Microsoft did follow the IETF's Kerberos v5 specification as written, but used an authorization mechanism, the so-called auth-data field, on the Kerberos ticket to insert Windows Secure ID information that binds the ticket to Windows Access Control Lists.

"The problem is that the data is specific to Windows and only valid in Windows," ssays Dan House, senior technical engineer at IBM. "Ideally, there would be a system that creates a common user ID. The IETF left the auth-data field open to vendor interpretation, a move it now regrets and is working to correct."

The Open Group, which developed DCE Kerberos, and the Massachusetts Institute of Technology also use the auth-data field to provide user ID, but they publish the data format so other vendors can support it.

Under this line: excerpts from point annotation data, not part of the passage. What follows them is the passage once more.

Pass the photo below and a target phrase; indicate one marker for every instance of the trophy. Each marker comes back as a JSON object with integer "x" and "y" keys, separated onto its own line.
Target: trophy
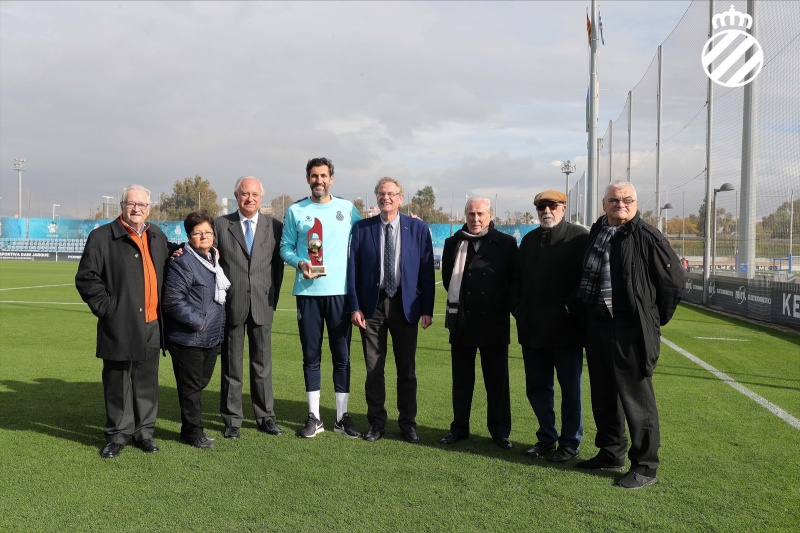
{"x": 315, "y": 249}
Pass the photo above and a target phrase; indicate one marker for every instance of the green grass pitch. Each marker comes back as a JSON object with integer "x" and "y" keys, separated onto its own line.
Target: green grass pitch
{"x": 728, "y": 463}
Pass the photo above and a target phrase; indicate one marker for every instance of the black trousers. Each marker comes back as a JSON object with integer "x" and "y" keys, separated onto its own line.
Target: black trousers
{"x": 193, "y": 367}
{"x": 389, "y": 319}
{"x": 130, "y": 389}
{"x": 232, "y": 365}
{"x": 494, "y": 365}
{"x": 620, "y": 393}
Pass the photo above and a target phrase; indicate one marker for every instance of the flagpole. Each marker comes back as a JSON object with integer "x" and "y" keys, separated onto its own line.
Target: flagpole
{"x": 591, "y": 186}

Microsoft so far hasn't done that. "Microsoft refuses to release that documentation," says Paul Hill, a senior MIT programmer analyst and a member of the Kerberos v5 development team. "Our definition of interoperability takes into account client/server. Microsoft at the client level says, 'You need our server.' "

Microsoft says the data format is forthcoming. "We'll publish the documentation when it's finalized and we ship the product," says Shanen Boettcher, product manager for Windows 2000. "We definitely want to support user accounts in different KDCs. That is the goal."

Microsoft is working with CyberSpace, according to officials at CyberSpace. CyberSpace develops a sort of middleware called TrustBroker, which links Kerberos deployments. "Microsoft has come to us and asked for help on its interoperability story," says Matt Hur, director of the advanced technology group at CyberSpace. "We can broker common authentication across platforms regardless of user ID and help form trust relationships between different Kerberos realms."

The approach is similar to the one Microsoft used with technology it acquired two months ago from Zoomit to help synchronize Active Directory with other directories, after users complained of being locked into the Windows environment.